Last fall BEK purchased a SoundField microphone. For me the ability to capture spatial information has led to a renewed interest in doing sound and field recordings. I have spent quite a bit of time investigating the work flow required for recording, encoding and decoding, as well as how the recordings might be used artistically in ways that I find meaningful.

Recently AudioFinder was updated to support display and playback of multichannel sound files. For me that helps a lot towards using AudioFinder as an audio assets application.

Also, this spring Harpex was released. Harpex is a parametric decoder of ambisonic signals, and I first heard of it from Natasha Barrett. I am really impressed with the decoding abilities of Harpex, it is producing way better spatial definition than the software decoding plugin that comes with the SoundField microphone itself. For real-time generative sound installations Harpex is pretty CPU-intensive, and I am not sure how well it will work to use it live, but for pre-processing of sound, it’s really good.

In addition, Harpex used as a plugin with AudioFinder helps me auditing spatial sound over headphones, which is useful when away from the studio.


In the last few weeks I have also worked on extending Distance-Based Amplitude Panning (DBAP) to support ambisonic sources.
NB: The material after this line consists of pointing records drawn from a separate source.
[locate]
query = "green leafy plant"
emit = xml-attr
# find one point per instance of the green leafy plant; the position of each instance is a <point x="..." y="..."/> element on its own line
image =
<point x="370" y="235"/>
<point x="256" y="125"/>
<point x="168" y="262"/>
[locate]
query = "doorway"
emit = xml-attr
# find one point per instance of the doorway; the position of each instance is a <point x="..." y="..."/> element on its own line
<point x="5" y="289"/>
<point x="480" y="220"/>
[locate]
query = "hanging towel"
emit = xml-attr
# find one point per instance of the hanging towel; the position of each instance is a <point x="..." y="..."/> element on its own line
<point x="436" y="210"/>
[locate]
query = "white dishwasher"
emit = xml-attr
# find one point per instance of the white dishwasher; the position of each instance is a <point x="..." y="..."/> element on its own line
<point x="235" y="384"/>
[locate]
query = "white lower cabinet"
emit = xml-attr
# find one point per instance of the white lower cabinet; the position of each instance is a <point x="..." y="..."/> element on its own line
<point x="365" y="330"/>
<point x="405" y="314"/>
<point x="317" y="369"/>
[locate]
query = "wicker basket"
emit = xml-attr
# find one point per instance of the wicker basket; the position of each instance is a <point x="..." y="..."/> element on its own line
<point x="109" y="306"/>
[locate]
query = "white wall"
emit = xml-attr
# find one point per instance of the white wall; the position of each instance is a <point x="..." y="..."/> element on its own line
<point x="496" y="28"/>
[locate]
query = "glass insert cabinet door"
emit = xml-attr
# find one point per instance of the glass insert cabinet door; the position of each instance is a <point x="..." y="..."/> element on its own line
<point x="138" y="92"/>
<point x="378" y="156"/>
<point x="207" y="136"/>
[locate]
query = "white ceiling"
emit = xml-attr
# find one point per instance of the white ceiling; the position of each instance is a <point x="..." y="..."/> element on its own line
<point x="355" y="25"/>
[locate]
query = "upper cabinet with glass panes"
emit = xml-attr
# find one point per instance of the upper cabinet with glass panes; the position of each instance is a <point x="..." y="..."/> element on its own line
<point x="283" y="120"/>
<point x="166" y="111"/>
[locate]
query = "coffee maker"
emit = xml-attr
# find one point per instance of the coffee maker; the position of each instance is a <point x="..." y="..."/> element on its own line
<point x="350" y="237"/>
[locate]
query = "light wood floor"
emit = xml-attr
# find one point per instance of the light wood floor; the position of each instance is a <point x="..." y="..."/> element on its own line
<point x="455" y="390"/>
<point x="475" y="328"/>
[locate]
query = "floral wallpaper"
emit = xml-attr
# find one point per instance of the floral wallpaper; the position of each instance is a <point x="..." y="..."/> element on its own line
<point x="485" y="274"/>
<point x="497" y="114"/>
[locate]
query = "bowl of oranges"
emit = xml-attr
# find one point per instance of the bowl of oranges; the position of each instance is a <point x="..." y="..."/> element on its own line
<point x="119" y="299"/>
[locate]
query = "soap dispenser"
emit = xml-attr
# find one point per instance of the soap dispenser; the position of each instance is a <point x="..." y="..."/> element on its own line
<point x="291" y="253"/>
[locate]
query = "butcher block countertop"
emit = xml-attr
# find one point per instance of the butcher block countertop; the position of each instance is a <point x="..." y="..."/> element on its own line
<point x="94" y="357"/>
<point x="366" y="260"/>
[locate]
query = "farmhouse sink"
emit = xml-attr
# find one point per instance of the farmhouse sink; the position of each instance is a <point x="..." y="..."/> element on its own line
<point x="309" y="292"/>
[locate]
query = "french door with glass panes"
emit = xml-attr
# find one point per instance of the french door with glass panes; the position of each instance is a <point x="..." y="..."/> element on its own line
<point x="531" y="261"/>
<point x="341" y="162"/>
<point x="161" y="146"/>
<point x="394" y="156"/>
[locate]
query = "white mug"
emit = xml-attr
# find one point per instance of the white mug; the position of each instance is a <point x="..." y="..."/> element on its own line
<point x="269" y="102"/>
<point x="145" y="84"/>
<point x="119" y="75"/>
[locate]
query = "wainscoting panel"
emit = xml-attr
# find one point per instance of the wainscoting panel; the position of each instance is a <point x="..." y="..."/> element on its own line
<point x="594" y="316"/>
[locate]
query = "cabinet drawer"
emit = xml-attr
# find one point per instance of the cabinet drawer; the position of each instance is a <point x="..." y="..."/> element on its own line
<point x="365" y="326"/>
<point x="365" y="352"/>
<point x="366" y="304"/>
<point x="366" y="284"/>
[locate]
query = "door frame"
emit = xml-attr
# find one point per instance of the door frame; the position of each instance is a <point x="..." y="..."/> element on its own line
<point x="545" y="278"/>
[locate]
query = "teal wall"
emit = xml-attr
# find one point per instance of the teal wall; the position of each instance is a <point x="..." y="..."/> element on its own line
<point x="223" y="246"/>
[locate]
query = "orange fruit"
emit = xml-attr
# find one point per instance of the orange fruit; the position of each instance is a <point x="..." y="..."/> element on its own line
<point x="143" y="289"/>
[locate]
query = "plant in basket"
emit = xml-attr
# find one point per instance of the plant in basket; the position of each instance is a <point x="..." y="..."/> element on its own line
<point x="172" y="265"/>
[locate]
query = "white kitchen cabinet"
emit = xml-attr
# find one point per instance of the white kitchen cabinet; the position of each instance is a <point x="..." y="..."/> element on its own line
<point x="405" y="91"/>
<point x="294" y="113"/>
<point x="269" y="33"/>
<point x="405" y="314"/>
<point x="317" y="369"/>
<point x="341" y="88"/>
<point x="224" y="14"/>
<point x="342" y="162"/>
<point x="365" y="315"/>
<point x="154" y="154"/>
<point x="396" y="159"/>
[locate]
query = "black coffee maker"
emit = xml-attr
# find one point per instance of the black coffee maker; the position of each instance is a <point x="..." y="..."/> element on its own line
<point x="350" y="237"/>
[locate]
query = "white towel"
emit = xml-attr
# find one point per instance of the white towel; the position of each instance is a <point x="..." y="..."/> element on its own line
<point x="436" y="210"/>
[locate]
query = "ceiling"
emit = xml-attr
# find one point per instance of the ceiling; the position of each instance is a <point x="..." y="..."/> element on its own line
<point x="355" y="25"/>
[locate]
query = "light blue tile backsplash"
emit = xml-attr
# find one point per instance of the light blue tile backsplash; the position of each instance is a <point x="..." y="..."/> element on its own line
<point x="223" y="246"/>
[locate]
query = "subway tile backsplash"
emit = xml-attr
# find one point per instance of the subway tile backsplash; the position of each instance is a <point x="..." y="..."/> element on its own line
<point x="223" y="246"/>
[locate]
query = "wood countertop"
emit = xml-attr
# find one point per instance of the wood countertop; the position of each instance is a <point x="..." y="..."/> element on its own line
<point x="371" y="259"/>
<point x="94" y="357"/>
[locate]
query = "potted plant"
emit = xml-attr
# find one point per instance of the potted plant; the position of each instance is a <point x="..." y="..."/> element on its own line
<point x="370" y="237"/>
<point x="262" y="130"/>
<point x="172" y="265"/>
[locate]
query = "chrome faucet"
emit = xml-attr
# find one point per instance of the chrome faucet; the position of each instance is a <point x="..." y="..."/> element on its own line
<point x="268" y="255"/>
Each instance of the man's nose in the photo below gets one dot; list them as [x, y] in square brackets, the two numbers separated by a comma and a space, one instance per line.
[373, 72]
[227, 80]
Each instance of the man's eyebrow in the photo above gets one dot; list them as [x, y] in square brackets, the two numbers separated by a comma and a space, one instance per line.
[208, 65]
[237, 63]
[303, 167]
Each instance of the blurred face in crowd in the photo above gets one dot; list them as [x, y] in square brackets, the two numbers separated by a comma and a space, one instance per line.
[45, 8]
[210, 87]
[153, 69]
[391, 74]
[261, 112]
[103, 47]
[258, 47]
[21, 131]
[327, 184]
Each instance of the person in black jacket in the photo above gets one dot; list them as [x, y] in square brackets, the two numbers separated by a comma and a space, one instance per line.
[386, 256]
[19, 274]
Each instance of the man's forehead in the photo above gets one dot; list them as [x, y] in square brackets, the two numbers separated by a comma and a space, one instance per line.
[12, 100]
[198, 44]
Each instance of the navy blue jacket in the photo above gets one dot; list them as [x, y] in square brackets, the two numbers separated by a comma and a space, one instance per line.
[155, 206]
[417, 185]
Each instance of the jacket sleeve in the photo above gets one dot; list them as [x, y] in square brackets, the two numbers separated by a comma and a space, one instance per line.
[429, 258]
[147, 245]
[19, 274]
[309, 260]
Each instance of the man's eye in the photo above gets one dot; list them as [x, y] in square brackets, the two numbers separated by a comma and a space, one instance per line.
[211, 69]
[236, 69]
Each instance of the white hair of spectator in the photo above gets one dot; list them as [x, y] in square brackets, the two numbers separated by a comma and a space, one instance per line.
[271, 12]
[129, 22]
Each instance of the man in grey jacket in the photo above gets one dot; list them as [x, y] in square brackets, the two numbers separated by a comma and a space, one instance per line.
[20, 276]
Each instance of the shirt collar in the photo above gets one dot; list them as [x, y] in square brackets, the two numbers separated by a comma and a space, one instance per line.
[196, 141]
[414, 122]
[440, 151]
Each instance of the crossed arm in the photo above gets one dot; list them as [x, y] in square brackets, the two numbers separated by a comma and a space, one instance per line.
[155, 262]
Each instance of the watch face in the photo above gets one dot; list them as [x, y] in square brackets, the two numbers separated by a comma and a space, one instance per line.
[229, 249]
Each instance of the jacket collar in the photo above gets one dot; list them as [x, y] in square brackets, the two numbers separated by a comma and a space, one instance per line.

DBAP was first developed for the Living Room workshop/installation in Trondheim in 2003, and presented at ICMC 2009:

Most common techniques for spatialization require the listener to be positioned at a “sweet spot” surrounded by loudspeakers. For practical concert, stage, and installation applications such layouts may not be desirable. Distance-based amplitude panning (DBAP) offers an alternative panning-based spatialization method where no assumptions are made concerning the layout of the speaker array nor the position of the listener.

So far DBAP has been used for spatialisation of mono sources.

But my recent work on surround recordings, as well as a demonstration of research on source directivity at the SpatDIF meeting at IRCAM a year ago got me thinking about the possibility of using B-format signals as input to DBAP.

My hope is that this might produce sounding results with a spatial distribution and differentiation that goes beyond panning of mono sources, while also offering possibilities of a sculptural choreographing of sound that might be difficult to achieve through decoding alone.

DBAP with B-format sources have been developed as a Max external that eventually will make it into Jamoma, and a Jamoma module to go along with it.

I have tested it out at my studios with seven speakers positioned the similarly to the help patch screenshot above, and the initial tests are promising. The effect, as compared to mono DBAP, is subtle, but gets closer towards crating scenographic illusions through sound alone.

Today I’ll be doing a large scale test at Håkonshallen.